I don’t really know the specifics, but the procedure included an RV water entry, a water filter, a 50 ft roll of semi flexible pipe stuff called pex and a bunch of other plumbing related things that I should probably know the names of. And of course there is the most important part which is my shiny new water heater.

It a tankless model (requiring a 12v connection and propane) called an RV500 from Precision Temp. I’m still not sure how it all works but I believe the 12v DC tells the thing to start working and the propane heats the water as it runs through the pipes.
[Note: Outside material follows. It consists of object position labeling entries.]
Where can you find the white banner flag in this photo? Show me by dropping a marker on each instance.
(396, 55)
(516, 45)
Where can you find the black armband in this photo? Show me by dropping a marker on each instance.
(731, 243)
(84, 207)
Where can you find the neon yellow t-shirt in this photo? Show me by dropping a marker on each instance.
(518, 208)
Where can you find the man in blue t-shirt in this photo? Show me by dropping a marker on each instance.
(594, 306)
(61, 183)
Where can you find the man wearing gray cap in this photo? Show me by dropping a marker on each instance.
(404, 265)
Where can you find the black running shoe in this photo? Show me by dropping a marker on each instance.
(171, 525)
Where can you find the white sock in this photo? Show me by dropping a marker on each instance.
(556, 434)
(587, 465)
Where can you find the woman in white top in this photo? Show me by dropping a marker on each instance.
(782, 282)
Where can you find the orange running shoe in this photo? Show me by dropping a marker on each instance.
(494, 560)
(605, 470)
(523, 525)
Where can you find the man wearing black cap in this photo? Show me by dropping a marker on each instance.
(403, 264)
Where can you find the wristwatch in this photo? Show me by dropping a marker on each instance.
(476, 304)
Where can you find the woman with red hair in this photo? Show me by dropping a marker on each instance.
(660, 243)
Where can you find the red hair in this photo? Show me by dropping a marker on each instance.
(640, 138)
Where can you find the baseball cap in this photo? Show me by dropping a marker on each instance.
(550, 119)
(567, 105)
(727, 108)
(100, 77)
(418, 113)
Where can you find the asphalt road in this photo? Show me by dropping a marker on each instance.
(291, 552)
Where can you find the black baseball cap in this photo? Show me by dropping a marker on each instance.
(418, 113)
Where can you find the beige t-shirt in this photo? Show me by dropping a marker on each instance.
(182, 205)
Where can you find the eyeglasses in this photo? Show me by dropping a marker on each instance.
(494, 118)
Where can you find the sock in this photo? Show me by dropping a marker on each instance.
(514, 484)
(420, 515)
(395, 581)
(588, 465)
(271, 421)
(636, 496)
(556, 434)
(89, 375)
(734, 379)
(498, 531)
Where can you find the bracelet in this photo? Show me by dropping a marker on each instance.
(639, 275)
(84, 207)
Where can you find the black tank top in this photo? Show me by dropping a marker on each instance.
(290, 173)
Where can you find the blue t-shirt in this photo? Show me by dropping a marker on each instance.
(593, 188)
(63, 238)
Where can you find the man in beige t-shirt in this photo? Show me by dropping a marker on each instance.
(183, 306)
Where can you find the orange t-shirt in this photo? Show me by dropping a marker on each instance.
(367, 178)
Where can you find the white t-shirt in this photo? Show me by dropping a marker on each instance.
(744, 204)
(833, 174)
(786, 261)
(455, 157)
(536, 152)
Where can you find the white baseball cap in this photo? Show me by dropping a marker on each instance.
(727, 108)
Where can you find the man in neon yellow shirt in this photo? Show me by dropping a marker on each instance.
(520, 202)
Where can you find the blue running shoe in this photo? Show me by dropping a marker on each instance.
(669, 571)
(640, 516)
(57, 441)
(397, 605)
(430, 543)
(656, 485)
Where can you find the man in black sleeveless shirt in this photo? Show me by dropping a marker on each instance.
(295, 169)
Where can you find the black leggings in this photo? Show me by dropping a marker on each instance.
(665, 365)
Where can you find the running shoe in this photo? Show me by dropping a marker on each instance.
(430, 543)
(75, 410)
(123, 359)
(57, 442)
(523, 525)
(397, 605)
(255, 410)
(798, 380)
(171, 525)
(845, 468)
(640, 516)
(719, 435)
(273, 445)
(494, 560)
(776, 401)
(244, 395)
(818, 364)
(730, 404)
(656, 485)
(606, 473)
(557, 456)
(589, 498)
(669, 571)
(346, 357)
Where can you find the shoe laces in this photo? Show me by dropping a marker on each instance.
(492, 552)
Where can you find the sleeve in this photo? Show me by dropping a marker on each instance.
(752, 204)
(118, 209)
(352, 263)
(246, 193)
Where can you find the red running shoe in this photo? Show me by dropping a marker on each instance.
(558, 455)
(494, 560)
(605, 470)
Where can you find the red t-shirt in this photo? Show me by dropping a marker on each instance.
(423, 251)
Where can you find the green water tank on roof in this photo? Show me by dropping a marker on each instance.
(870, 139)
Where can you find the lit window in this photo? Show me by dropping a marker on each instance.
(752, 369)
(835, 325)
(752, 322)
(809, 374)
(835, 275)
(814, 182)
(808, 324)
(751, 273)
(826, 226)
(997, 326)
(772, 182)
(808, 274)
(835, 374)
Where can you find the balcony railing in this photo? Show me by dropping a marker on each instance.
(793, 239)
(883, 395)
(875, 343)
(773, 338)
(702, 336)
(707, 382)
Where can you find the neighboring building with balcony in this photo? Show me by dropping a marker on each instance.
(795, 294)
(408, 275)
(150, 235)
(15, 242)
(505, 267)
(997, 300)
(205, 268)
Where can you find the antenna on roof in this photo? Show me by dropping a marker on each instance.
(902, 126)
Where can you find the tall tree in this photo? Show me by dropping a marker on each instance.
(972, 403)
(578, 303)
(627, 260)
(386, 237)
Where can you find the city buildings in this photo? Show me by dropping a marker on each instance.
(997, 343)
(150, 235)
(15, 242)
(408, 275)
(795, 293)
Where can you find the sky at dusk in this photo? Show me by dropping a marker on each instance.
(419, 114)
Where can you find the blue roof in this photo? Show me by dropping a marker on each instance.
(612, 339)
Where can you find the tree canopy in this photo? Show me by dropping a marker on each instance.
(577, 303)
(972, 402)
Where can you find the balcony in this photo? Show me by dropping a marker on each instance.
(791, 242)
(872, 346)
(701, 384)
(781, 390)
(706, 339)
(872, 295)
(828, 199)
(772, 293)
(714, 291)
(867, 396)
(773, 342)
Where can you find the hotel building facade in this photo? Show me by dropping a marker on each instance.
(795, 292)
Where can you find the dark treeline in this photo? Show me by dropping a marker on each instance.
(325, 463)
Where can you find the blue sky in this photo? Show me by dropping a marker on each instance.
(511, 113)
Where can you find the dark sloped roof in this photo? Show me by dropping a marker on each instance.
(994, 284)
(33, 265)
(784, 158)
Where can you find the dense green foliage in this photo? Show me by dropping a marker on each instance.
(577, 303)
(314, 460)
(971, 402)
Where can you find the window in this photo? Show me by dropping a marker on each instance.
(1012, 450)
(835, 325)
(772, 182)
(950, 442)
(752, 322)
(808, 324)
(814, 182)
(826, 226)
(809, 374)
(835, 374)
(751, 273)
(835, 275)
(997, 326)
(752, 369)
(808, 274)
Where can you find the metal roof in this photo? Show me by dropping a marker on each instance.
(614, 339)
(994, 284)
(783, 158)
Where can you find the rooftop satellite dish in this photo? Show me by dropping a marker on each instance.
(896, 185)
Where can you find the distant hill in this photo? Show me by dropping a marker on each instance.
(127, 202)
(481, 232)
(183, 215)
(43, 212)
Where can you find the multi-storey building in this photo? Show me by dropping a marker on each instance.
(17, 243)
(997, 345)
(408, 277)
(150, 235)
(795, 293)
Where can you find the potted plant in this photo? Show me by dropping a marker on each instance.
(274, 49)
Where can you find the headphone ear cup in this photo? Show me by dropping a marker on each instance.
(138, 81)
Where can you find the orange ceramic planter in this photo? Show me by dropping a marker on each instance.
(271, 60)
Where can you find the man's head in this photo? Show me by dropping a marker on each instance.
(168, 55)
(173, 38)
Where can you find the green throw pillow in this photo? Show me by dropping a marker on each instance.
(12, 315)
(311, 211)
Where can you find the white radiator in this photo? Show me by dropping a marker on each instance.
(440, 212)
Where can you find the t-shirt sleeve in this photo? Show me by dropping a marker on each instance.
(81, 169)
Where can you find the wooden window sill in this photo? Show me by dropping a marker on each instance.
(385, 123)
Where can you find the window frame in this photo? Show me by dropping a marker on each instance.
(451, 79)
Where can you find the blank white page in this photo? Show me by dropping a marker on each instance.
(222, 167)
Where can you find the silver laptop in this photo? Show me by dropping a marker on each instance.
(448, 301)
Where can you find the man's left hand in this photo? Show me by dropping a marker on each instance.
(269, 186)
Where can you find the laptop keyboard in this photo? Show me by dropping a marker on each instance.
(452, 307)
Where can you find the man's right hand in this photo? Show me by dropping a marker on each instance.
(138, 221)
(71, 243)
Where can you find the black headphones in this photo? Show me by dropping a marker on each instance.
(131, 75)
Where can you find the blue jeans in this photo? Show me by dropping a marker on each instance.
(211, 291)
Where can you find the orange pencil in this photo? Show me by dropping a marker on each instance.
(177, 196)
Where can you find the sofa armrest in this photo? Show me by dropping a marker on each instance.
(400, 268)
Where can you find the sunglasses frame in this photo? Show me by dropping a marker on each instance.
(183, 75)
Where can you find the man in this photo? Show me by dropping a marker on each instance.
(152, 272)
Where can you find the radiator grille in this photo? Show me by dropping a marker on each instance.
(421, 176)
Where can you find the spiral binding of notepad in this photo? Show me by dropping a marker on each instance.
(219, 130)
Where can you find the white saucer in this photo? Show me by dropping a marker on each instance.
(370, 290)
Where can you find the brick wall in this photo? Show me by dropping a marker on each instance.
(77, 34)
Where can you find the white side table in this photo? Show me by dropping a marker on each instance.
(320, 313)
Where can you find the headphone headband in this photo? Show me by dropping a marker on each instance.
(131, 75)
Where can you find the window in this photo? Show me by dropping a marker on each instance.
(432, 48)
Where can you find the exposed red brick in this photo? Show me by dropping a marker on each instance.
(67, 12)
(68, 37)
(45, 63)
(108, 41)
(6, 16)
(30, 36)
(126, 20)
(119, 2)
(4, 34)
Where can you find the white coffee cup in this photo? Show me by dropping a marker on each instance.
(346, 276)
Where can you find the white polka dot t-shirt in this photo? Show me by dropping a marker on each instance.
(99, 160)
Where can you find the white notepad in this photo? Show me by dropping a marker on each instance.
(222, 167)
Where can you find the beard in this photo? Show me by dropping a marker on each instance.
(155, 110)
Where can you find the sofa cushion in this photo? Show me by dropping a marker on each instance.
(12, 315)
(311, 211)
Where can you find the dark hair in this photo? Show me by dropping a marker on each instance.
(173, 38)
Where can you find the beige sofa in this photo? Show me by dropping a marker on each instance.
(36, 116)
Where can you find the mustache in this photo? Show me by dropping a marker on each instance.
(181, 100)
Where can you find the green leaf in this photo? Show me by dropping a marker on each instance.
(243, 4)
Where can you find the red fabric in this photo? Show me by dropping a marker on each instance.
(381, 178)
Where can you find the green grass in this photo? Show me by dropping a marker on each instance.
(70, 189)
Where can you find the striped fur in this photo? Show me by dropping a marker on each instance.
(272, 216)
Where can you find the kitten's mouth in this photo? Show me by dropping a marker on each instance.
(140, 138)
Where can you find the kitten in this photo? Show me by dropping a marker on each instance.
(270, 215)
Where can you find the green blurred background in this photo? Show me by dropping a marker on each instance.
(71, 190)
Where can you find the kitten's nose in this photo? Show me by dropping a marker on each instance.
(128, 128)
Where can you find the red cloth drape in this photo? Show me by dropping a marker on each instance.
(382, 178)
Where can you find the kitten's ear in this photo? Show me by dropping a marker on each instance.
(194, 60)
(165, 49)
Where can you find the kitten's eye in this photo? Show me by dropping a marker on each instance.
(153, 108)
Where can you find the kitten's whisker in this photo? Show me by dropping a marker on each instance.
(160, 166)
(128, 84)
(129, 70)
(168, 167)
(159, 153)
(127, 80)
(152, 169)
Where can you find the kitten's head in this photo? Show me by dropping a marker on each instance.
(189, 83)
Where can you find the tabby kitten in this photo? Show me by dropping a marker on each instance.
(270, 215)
It only runs when a hot tap is turned on so it is supposedly very efficient, and is considerably more compact and lighter than having a 10 gallon tank on board. A review that helped my decision can be found here: http://www.rvdoctor.com/2010/03/product-spotlight-precision-temp-rv-500.html

I looked religiously for a less expensive alternative, but most everything else I found was either not intended for moving structures or not intended for indoor use. I also researched a cheaper competitor by Girard, but heard too many negative comments to be convinced. I spoke with the company I got my heater from before buying it, and they said they had stopped carrying the Girard because of numerous complications. So, I coughed up the funds and bought my very own RV500. It looks pretty mental to me, but my neighbour seems to find it straightforward enough so hopefully it’ll get up and running soonish.

Monday brought a confused little snow storm that has been hovering around the last few days, intermittently dumping down bouts of promising flakes between constant sputters of tiny slushy bits. Basically it’s too soggy for spending extended periods of time outside, so my dad and I have been working in the big house by the fire on my window seat bench. It was finicky and used a shit ton of clamps, but it looks half way decent. I’m looking forward to the sitting part.